Recoding for performance later takes advantage of there being a test suite in
place for it.
> when
> there's a number of glaring issues related to time complexity, which are way
> more severe than a redundant allocation here and there could ever be.
They both matter.
> Whenever I investigate what slows down compilation time of real code, it's
> usually because it triggers a bad case of one of the many quadratic or even
> exponential algorithms in dmd's code. I'm talking:
I've discovered many such algorithms in my C++ compiler, and fixed them. I've
been less diligent with D's source, mainly because I have too much on my plate.
It's great that you're looking into this!
> - O(n^2) MSCoff section insertion (https://github.com/dlang/dmd/pull/16780)
> - O(n^2) Checking for missing/duplicated switch case statements (TODO)

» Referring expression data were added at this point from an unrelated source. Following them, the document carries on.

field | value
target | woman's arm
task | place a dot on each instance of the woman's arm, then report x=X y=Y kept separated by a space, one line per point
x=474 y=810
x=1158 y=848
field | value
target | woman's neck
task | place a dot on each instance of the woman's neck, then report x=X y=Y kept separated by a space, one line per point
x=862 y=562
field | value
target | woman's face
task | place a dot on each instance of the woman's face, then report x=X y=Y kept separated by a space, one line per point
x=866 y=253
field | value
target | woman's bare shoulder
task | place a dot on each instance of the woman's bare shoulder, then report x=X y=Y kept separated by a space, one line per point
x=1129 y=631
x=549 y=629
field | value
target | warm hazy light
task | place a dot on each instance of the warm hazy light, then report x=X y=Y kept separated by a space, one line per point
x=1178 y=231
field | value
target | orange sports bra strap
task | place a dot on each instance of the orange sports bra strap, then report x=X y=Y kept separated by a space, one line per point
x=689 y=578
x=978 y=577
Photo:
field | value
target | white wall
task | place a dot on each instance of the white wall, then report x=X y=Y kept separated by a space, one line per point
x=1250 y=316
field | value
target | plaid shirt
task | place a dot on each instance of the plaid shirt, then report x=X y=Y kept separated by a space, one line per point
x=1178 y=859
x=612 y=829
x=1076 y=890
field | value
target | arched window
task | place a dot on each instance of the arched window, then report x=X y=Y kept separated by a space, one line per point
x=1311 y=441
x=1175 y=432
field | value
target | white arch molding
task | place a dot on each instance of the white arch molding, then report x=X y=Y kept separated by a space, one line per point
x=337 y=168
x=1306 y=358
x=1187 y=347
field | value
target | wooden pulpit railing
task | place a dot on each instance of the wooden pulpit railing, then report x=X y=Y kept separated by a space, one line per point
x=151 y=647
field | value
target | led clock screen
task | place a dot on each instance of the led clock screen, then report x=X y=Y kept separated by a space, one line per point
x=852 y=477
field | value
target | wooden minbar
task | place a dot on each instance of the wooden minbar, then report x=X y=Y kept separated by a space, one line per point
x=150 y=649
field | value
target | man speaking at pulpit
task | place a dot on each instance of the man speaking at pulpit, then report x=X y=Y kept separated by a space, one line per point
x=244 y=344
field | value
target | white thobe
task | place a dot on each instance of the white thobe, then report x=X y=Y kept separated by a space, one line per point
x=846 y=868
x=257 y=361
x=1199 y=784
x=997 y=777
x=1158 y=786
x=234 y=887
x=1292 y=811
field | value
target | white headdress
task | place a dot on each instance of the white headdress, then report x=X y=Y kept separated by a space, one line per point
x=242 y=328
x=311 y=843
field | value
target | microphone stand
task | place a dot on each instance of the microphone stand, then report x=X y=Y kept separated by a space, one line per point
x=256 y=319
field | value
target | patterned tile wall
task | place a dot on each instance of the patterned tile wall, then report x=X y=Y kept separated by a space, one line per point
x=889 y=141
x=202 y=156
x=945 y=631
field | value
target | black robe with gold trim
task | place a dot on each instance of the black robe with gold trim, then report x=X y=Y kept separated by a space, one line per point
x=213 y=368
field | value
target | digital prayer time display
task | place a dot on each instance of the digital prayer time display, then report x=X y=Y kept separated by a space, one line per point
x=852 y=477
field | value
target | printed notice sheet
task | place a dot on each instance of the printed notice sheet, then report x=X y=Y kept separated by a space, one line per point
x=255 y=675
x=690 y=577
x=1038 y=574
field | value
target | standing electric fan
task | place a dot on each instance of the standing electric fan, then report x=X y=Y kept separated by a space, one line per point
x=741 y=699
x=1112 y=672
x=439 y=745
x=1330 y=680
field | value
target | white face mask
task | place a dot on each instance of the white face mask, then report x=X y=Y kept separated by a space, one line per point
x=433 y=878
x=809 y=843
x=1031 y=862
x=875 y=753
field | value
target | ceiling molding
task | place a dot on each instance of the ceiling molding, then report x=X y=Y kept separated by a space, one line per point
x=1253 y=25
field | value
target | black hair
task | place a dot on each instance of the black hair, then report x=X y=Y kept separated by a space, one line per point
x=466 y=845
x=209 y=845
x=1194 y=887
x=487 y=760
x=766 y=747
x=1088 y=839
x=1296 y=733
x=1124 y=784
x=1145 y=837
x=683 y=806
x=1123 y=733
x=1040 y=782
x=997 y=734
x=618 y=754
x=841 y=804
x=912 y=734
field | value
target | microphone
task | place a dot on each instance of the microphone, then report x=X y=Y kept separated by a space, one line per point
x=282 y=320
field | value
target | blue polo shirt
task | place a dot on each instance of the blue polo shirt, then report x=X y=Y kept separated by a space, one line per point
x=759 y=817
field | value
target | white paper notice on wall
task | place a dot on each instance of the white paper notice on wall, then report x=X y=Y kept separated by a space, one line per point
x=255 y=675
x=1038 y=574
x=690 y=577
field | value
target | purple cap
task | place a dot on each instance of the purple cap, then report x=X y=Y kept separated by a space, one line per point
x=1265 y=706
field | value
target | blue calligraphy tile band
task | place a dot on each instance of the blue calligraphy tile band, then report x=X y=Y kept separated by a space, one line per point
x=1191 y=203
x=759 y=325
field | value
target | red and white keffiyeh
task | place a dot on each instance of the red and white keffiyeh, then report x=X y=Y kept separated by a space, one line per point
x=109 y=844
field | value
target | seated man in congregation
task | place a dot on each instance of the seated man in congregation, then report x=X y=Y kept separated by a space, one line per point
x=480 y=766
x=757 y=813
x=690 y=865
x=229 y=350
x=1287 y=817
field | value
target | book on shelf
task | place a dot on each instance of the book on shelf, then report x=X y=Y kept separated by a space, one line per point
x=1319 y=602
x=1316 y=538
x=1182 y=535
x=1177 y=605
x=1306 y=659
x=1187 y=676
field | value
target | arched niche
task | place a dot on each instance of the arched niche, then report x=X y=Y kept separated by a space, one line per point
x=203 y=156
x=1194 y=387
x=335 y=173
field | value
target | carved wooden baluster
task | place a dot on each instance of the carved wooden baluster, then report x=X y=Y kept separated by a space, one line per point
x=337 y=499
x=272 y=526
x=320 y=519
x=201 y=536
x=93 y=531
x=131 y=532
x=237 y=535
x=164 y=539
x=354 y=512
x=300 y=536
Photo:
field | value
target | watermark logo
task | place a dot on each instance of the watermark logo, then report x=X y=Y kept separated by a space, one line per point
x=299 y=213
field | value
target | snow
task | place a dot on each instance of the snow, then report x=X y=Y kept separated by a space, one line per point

> - O(2^n) Nested function sibling detection
> (https://github.com/dlang/dmd/pull/14886)
> - O(2^n) Return type isolated from parameters check
> (https://github.com/dlang/dmd/pull/12885)
> - O(n*m) CTFE execution because AA literals aren't memoized
> (https://github.com/dlang/dmd/issues/20179)
> - O(2^n) Function inlining (https://github.com/dlang/dmd/issues/20315)
> - O(n^2) Loop optimizations (https://github.com/dlang/dmd/issues/20535)
This is all valuable stuff!
> A fast constant factor is nice, but let's not introduce more 'compilation time
> landmines' into dmd's code base, and prefer linear algorithms over quadratic ones.
There's mathematical time, the O(whatever) thing, and there's the detail coding
practice time. When I worked on the Warp preprocessor, I spent a lot of time
trying different algorithms and data structures, and benchmarking. It paid off
to not be too pre-judgmental about what time it would take.
Other things matter a lot, too, like cache-friendly data structures.
I appreciate your efforts here, it is very valuable work you are doing!